Configuration

Jobs are steered via json files that live under configs/. Some fields are optional, but default values are always trivial: all sequences are empty by default and all numbers are zero. In most cases providing an unknown field should throw an exception.

Fragments#

Configuration files contain with one special key: file. If this appears in a json object, the parser will assume the key gives a path relative to the current file. Any entries in the file will be imported at the same scope where the file key appears. If local keys conflict with imported ones they will be merged, giving local keys precedence over those imported from the file.

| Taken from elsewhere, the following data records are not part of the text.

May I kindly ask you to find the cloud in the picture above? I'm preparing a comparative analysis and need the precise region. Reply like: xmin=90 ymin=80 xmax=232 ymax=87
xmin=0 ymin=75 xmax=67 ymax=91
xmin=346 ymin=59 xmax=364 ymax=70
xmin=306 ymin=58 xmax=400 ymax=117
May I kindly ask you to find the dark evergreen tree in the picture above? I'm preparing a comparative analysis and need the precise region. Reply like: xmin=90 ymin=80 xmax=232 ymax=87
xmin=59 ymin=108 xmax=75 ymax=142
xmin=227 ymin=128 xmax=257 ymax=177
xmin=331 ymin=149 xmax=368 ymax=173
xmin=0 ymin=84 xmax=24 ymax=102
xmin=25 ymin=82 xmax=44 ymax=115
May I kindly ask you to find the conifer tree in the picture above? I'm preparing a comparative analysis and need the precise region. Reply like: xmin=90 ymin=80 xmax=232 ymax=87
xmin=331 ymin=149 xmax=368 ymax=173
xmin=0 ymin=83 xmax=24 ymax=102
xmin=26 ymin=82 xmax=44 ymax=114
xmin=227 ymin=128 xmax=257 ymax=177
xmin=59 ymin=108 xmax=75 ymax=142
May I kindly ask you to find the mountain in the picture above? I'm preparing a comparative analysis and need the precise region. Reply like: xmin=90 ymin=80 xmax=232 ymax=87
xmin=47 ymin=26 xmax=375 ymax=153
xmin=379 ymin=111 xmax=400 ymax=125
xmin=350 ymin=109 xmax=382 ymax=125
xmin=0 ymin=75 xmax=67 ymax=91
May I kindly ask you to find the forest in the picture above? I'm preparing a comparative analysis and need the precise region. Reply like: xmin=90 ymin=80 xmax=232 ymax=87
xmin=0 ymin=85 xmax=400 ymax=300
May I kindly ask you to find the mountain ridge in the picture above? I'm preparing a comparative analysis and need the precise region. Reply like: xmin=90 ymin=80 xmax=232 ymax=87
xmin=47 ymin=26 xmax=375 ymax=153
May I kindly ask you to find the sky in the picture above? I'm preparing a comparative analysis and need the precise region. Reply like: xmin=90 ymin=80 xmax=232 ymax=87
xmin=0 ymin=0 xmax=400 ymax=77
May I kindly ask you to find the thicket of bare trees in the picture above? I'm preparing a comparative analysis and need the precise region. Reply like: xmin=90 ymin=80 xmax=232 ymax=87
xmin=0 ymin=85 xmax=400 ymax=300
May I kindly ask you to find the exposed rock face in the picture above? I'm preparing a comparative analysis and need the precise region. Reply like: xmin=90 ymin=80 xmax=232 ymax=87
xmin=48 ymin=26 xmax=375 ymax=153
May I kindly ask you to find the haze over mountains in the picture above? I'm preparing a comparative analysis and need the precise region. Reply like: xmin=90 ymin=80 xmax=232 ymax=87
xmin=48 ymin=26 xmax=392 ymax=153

Truth and overlap removal#

There are many conflicting definitions for what might be considered a $b$ -jet or a lepton, which can make defining an optimal tagger or removing leptons from the training a bit subtle. To embrace this chaos, you can specify any number of truth particle collections to handle in the truths list. Truth particles can be used to veto jets, to decorate jets with extra jet-wise information, or they can be written out to the h5 file.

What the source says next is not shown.